The South China Sea is a large, semi-enclosed sea surrounded by Brunei, China, Indonesia, Malaysia, the Philippines, Singapore, Taiwan and Vietnam. China claims sovereignty over the vast majority of the body of water under its sweeping "nine-dash-line" and "Four Sha" policies, including areas located hundreds of nautical miles from Chinese shores. The Permanent Court of Arbitration in the Hague rejected these claims in a landmark ruling in 2016, but China has broadly ignored the court's decision and has worked to shore up its regional presence, creating militarized island outposts and enlarging its maritime militia.
The 47-page State Department report is the latest in a long series of "Limits in the Seas" position papers, which are compiled and issued by the department's Bureau of Oceans and International Environmental and Scientific Affairs. The last time that the bureau published a paper on China's maritime claims was in 2014, and the new report is twice as long, reflecting the many changes over the past eight years.
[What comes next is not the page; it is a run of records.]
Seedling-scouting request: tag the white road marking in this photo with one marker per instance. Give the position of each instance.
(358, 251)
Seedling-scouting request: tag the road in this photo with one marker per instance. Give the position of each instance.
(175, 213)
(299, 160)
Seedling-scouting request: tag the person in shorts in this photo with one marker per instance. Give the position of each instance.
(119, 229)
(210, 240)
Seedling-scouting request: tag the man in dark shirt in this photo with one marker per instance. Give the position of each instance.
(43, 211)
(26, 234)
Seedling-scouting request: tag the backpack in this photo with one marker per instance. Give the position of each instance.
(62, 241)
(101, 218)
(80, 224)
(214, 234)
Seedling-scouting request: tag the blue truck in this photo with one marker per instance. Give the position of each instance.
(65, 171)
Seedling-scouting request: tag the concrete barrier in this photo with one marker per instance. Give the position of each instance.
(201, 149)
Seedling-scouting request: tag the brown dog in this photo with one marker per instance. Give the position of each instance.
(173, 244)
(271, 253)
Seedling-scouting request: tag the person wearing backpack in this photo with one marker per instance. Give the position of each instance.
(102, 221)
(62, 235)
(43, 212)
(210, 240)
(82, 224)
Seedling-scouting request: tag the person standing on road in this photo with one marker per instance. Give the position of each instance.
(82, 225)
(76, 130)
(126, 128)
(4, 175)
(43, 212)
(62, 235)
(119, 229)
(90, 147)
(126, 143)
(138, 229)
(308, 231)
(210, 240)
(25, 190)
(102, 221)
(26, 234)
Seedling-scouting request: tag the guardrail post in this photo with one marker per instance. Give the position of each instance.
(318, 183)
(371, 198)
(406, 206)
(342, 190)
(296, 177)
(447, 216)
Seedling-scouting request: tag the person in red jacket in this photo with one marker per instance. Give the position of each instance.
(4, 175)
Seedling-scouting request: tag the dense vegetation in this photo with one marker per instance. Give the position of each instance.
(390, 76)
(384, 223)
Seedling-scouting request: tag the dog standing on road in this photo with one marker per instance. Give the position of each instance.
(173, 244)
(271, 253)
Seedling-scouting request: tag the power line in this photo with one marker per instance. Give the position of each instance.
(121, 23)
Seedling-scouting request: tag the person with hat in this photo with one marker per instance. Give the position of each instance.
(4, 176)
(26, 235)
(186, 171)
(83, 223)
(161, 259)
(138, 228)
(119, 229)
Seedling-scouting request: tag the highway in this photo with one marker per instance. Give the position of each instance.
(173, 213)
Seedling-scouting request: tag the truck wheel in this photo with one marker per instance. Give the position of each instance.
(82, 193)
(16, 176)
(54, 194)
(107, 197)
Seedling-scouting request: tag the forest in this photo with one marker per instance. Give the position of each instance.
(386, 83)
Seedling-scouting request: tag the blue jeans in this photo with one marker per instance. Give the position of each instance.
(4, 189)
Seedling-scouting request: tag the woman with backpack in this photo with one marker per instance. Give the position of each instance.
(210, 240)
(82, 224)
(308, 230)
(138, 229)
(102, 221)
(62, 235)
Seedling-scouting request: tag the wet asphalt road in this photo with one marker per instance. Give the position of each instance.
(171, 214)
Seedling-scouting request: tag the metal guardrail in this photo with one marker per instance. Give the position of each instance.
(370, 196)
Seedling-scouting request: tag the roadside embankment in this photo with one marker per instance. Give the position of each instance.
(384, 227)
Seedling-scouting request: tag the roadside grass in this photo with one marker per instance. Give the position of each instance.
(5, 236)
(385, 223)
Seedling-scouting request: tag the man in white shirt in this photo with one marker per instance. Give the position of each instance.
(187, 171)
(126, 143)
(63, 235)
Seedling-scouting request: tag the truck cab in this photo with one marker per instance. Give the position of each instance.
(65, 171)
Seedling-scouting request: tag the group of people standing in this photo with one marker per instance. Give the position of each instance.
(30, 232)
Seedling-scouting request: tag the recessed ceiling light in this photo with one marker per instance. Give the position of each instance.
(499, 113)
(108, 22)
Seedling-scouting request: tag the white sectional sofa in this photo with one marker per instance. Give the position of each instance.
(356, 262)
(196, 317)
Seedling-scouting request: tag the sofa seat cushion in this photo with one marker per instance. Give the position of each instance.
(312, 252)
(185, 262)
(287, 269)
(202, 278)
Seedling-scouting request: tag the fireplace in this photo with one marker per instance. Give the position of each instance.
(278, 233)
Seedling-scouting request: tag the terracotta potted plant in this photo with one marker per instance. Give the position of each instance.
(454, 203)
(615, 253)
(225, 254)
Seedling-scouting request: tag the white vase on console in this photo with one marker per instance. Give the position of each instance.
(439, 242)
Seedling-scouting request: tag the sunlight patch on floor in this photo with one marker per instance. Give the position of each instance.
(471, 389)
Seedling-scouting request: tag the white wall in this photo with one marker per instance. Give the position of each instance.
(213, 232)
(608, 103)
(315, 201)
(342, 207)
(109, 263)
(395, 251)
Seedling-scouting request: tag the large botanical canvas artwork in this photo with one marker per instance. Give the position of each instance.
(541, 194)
In the study, the bureau lays out a detailed review of current U.S. policy on South China Sea maritime claims. It asserts that Beijing’s claims to sovereignty over more than one hundred land features that disappear below the sea surface at high tide are invalid, as they are not subject to any national claim. This means that they are not capable of generating any of the maritime zones that extend from a nation's shoreline, such as a territorial sea or an EEZ.
The State Department also dismisses China's use of straight baselines to enclose large swaths of the South China Sea within the bounds of its own territorial seas. "None of the four 'island groups' claimed by the PRC in the South China Sea . . . meet the geographic criteria for using straight baselines under [UNCLOS]," the bureau noted. The question is newly relevant because of China's developing interest in using island-based claims as the basis for its jurisdiction over the waters of the South China Sea, a retreat from its historic reliance on the 1947 "nine-dash line" chart created by Kuomintang cartographers.
U.S. Department of State
The bureau also dismisses China's assertion that it has “historic rights” to waters in the South China Sea, noting that there is no such category in UNCLOS.
“The overall effect of these maritime claims is that the PRC (People’s Republic of China) unlawfully claims sovereignty or some form of exclusive jurisdiction over most of the South China Sea. These claims gravely undermine the rule of law in the oceans and numerous universally-recognized provisions of international law,” said the bureau.
In a response issued Thursday, Chinese Foreign Ministry spokesman Wang Wenbin reiterated China's views on the ownership of the South China Sea. "The media note and study of the US side misrepresent international law to mislead the public, confuse right with wrong and upset the regional situation," Wenbin said. "China’s Nanhai Zhudao [South China Sea Islands] has internal waters, territorial sea, contiguous zone, Exclusive Economic Zone and continental shelf."